El Emergente
Por Ignacio Serrano
Aquello era una rareza para un niño de 10 años de edad. El jugador de la foto, vestido con los colores del Magallanes, llevaba un palillo de madera en la boca. ¿Un mondadientes? ¿Y para qué, en un campo de beisbol?
Una tras otra, todas las fotografías en los periódicos mostraban la misma peculiaridad. Era el Maestro Gustavo Gil, segunda base de los Navegantes, figura reverenciada por entonces.
A los 10 años de edad importan menos los casi 800 hits que para ese tiempo sumaba, aunque acercarse a los 1.000 incogibles fuera una proeza en la LVBP. El palillo era lo llamativo, porque ¿cómo hacía para tomar roletazos con eso entre los labios? ¿No temía tragárselo con un mal bounce o al hacer un pívot?
Al niño de 1976 le gustó la rareza y comenzó a usar un palillo de madera entre los labios, en los Criollitos. Para el muchacho que en ese entonces era este columnista, tomar batazos con un mondadientes en la boca era estar un paso más cerca del cielo.
Ya Gil detonaba sus últimos cartuchos con el Magallanes. Mucho antes, fue pieza fundamental del Valencia, la primera gran dinastía de nuestra pelota.
Esos Industriales conquistaron el primer tricampeonato en Venezuela. Él llegó para la última de esas coronas, en la campaña 1960-1961, y se convirtió en un talismán.
Fue el antecesor de Alex Delgado, moderno Señor de los Anillos. Participó en 12 finales y ganó la mitad. Celebró dos con los pericos. Dos más con los turcos. Y agregó una con el Caracas y otra con La Guaira, ya como refuerzo.
Gil fue una rareza. Cuando el deporte criollo sumaba menos de dos docenas de bigleaguers, él aparecía en las barajitas de la Topps como novato estrella, en 1967. Fue un infielder de manos seguras, como buen venezolano. Pero su ofensiva no le alcanzó para hacer carrera en las mayores.
Jim Bouton, ex lanzador de los Yanquis y los Pilotos de Seattle, dedicó varias menciones al caraqueño y a Diego Seguí en su entretenido libro Ball Four. Para el pitcher, el camarero era ejemplo de la debilidad de esos Pilotos.
Las estadísticas pueden más que la nostalgia. Bouton tenía razón. El recluta estelar de 1967 apenas bateó para .115 ese año y cerró sus cuatro zafras arriba en la MLB con .186 de average. Era un beisbol más exigente, con sólo 24 equipos, 12 por liga. Era mucho más difícil mantenerse arriba.
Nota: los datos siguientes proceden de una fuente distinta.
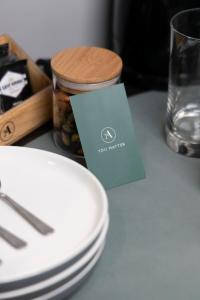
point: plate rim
(92, 236)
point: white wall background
(43, 27)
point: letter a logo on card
(108, 134)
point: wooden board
(33, 112)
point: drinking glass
(183, 106)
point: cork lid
(86, 65)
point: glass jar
(78, 70)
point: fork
(11, 239)
(38, 224)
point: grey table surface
(153, 245)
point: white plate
(64, 275)
(68, 286)
(59, 191)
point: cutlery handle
(11, 239)
(38, 224)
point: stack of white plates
(67, 197)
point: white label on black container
(12, 84)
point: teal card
(107, 135)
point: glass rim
(182, 12)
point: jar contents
(15, 84)
(66, 133)
(78, 70)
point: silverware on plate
(11, 239)
(38, 224)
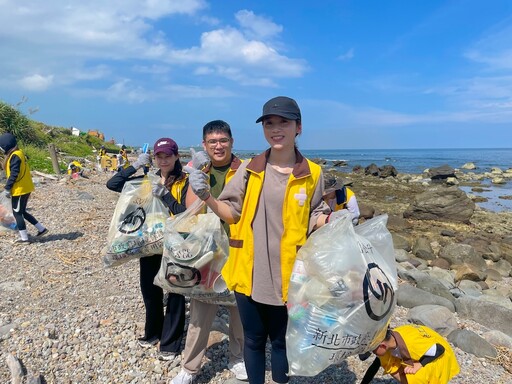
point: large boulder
(442, 204)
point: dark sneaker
(166, 356)
(148, 343)
(21, 242)
(42, 233)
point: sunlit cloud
(36, 82)
(125, 90)
(256, 26)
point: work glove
(333, 216)
(143, 159)
(199, 182)
(200, 159)
(159, 190)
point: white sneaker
(238, 369)
(183, 378)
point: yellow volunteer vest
(237, 271)
(177, 189)
(23, 183)
(418, 340)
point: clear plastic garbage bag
(7, 220)
(341, 295)
(137, 226)
(195, 250)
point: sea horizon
(416, 161)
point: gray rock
(5, 329)
(410, 297)
(423, 249)
(491, 315)
(470, 342)
(498, 338)
(401, 255)
(401, 242)
(443, 204)
(503, 267)
(435, 287)
(462, 253)
(437, 317)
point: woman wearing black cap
(172, 189)
(276, 201)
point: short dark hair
(216, 126)
(389, 334)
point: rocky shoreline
(66, 319)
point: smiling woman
(275, 190)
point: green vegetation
(34, 137)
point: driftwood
(46, 175)
(15, 367)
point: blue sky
(366, 74)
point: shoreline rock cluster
(66, 319)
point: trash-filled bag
(7, 220)
(341, 295)
(195, 250)
(137, 226)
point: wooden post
(55, 160)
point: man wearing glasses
(220, 163)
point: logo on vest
(301, 196)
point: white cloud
(187, 91)
(124, 90)
(230, 48)
(95, 40)
(36, 82)
(257, 26)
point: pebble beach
(67, 319)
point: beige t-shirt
(268, 228)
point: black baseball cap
(281, 106)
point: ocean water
(415, 161)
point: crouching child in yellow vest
(414, 354)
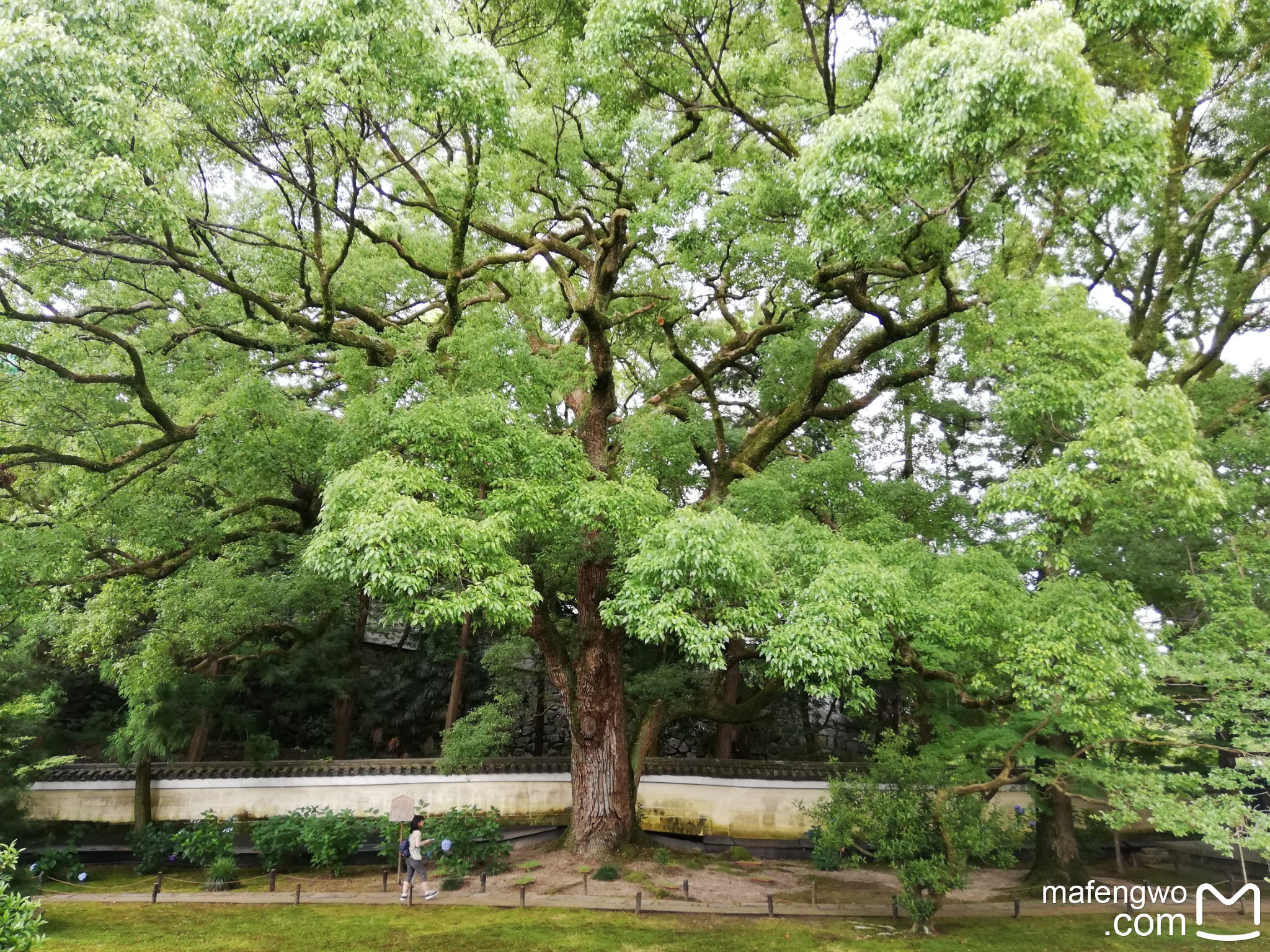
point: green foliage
(913, 813)
(221, 875)
(479, 734)
(20, 918)
(332, 839)
(203, 842)
(60, 863)
(151, 845)
(655, 329)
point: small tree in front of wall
(908, 813)
(20, 917)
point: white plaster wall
(746, 809)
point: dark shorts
(414, 868)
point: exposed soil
(714, 879)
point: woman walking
(414, 867)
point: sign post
(401, 813)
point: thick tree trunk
(727, 733)
(143, 799)
(540, 715)
(198, 738)
(456, 683)
(1059, 857)
(603, 805)
(590, 679)
(197, 748)
(345, 708)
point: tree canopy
(698, 352)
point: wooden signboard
(402, 809)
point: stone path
(959, 910)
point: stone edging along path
(958, 910)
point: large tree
(460, 304)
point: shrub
(20, 918)
(907, 816)
(151, 847)
(332, 839)
(203, 842)
(481, 734)
(475, 840)
(280, 839)
(826, 853)
(59, 863)
(221, 875)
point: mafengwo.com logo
(1137, 920)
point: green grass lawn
(143, 928)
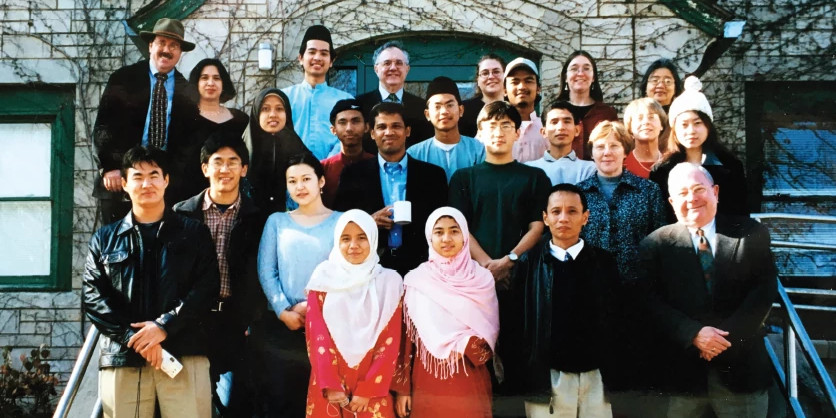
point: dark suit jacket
(414, 106)
(426, 188)
(121, 120)
(745, 285)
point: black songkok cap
(319, 33)
(443, 85)
(343, 105)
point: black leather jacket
(188, 284)
(247, 302)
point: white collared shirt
(560, 253)
(710, 231)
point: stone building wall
(80, 42)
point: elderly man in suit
(391, 64)
(146, 103)
(374, 185)
(711, 281)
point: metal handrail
(77, 375)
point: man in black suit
(391, 64)
(374, 185)
(125, 117)
(710, 282)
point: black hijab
(270, 153)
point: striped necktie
(706, 259)
(159, 103)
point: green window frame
(53, 105)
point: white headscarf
(361, 297)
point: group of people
(391, 255)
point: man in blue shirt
(448, 149)
(311, 100)
(125, 117)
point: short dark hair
(569, 188)
(308, 159)
(655, 65)
(496, 110)
(558, 104)
(221, 139)
(227, 89)
(149, 155)
(389, 108)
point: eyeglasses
(667, 81)
(396, 63)
(496, 72)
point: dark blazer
(121, 120)
(674, 292)
(247, 301)
(414, 106)
(426, 188)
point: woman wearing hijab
(353, 325)
(271, 141)
(452, 321)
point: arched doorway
(431, 54)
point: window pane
(25, 231)
(26, 159)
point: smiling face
(224, 171)
(389, 133)
(145, 184)
(580, 74)
(164, 53)
(391, 68)
(498, 135)
(608, 154)
(443, 111)
(565, 217)
(272, 116)
(354, 244)
(660, 86)
(447, 237)
(303, 185)
(559, 127)
(691, 132)
(693, 197)
(490, 77)
(521, 87)
(210, 84)
(317, 58)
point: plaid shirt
(220, 225)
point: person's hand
(148, 335)
(358, 404)
(292, 320)
(403, 405)
(112, 180)
(711, 342)
(383, 217)
(336, 397)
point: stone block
(9, 321)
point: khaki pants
(127, 392)
(574, 395)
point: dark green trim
(53, 104)
(146, 17)
(704, 14)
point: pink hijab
(447, 301)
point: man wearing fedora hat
(146, 103)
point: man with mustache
(522, 90)
(391, 64)
(312, 100)
(146, 103)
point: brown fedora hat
(170, 28)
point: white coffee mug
(402, 212)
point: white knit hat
(691, 99)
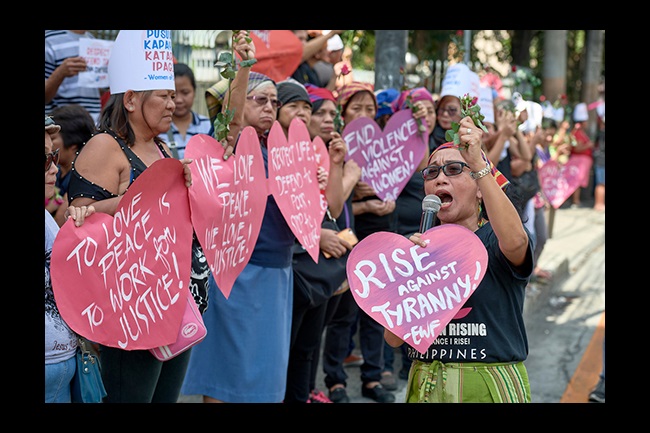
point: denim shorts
(57, 380)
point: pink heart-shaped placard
(559, 181)
(387, 158)
(415, 292)
(278, 53)
(227, 199)
(294, 184)
(122, 280)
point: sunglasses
(51, 158)
(450, 110)
(262, 100)
(450, 169)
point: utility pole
(390, 56)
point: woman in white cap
(139, 109)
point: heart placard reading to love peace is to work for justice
(387, 158)
(412, 291)
(122, 280)
(228, 200)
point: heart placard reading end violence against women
(122, 280)
(412, 291)
(387, 158)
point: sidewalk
(576, 233)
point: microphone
(430, 207)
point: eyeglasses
(450, 110)
(51, 158)
(450, 169)
(262, 100)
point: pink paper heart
(294, 184)
(278, 53)
(559, 181)
(228, 200)
(415, 292)
(122, 280)
(387, 158)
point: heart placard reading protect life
(228, 200)
(122, 280)
(293, 182)
(412, 291)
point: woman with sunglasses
(60, 340)
(488, 365)
(244, 357)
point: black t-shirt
(493, 330)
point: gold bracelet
(482, 173)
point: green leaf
(248, 63)
(229, 74)
(449, 135)
(225, 57)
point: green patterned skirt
(469, 382)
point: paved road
(561, 316)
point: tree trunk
(592, 74)
(555, 64)
(390, 56)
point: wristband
(482, 173)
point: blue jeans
(57, 380)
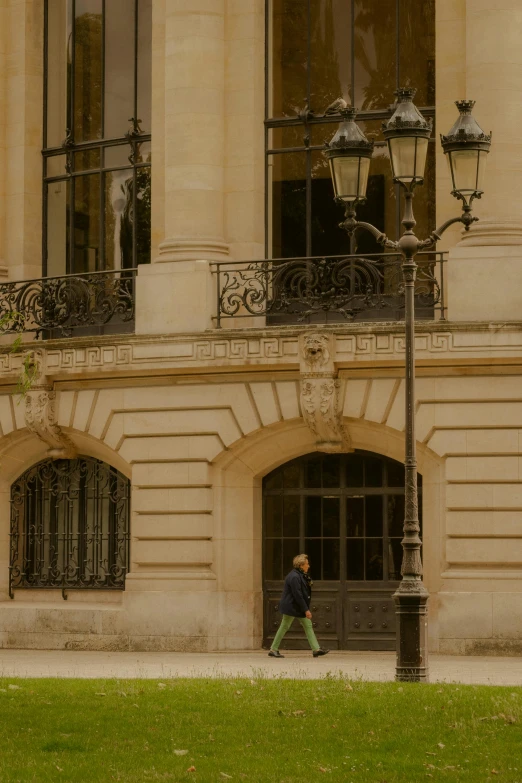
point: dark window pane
(290, 550)
(313, 516)
(145, 63)
(426, 218)
(143, 216)
(58, 195)
(374, 515)
(88, 70)
(374, 559)
(331, 471)
(274, 480)
(288, 178)
(375, 53)
(117, 156)
(291, 476)
(354, 559)
(354, 516)
(292, 509)
(119, 67)
(273, 515)
(313, 472)
(118, 211)
(55, 166)
(331, 560)
(394, 559)
(395, 474)
(313, 550)
(395, 515)
(287, 136)
(330, 53)
(372, 472)
(58, 29)
(331, 514)
(273, 558)
(86, 223)
(417, 49)
(289, 57)
(354, 470)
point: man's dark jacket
(297, 594)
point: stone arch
(237, 480)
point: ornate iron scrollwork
(65, 304)
(69, 526)
(351, 286)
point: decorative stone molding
(40, 414)
(204, 248)
(321, 402)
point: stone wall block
(466, 615)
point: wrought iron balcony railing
(90, 303)
(327, 289)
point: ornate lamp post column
(407, 134)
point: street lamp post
(466, 146)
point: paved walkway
(299, 665)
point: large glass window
(70, 526)
(318, 51)
(97, 186)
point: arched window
(318, 51)
(346, 511)
(97, 122)
(70, 526)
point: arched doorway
(346, 511)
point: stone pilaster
(194, 90)
(175, 293)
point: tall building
(213, 368)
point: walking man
(295, 602)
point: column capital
(196, 249)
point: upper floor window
(97, 122)
(70, 526)
(362, 51)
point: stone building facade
(196, 420)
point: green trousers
(286, 624)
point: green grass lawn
(274, 731)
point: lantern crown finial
(349, 135)
(406, 116)
(466, 129)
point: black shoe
(320, 651)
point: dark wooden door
(346, 512)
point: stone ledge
(270, 349)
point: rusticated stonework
(320, 393)
(40, 415)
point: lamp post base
(411, 601)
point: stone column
(485, 267)
(175, 293)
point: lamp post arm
(467, 219)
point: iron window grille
(69, 526)
(97, 141)
(360, 50)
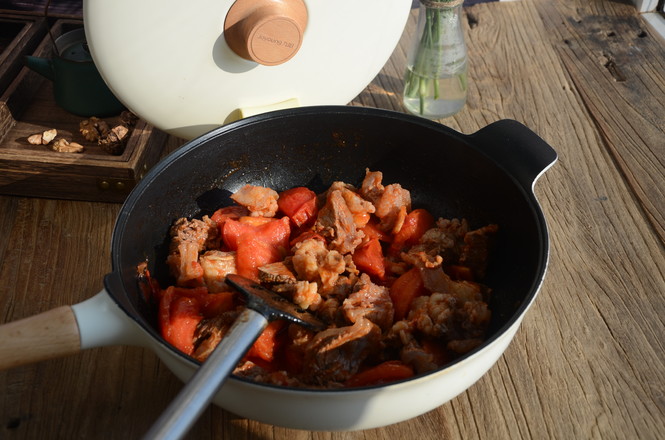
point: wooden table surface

Este columnista, ya adolescente, veía con admiración a Gil caminar por el dugout de los Tiburones, en el Universitario. Fue su última etapa en la LVBP, como manager de La Guaira. Ya no celebró. Metió a los escualos en la semifinal del campeonato 1980-1981, pero no pudo hacer carrera como piloto tras algunas decisiones desafortunadas. Pedro Padrón Panza apostó después por Oswaldo Virgil y el gran camarero se despidió de este circuito.
Somos injustos con nuestras figuras. A menudo quedan en el olvido. Al menos Magallanes se trajo a Gil hace algunos años, en los tiempos en que Alfredo Guadarrama y Juan José Ávila presidían la nave, y le hicieron un homenaje en esa Valencia donde tantas veces triunfó.
Su estatuilla está en nuestro Salón de la Fama. Pero aún faltan gestos que resalten la trayectoria de esta leyenda que se despidió con 982 hits en nuestro beisbol, dueño de unas manos privilegiadas y un sempiterno palillo mondadientes que para siempre acompañará los primeros recuerdos del deporte que tanto amamos.
Publicado en El Nacional, el miércoles 9 de diciembre de 2015.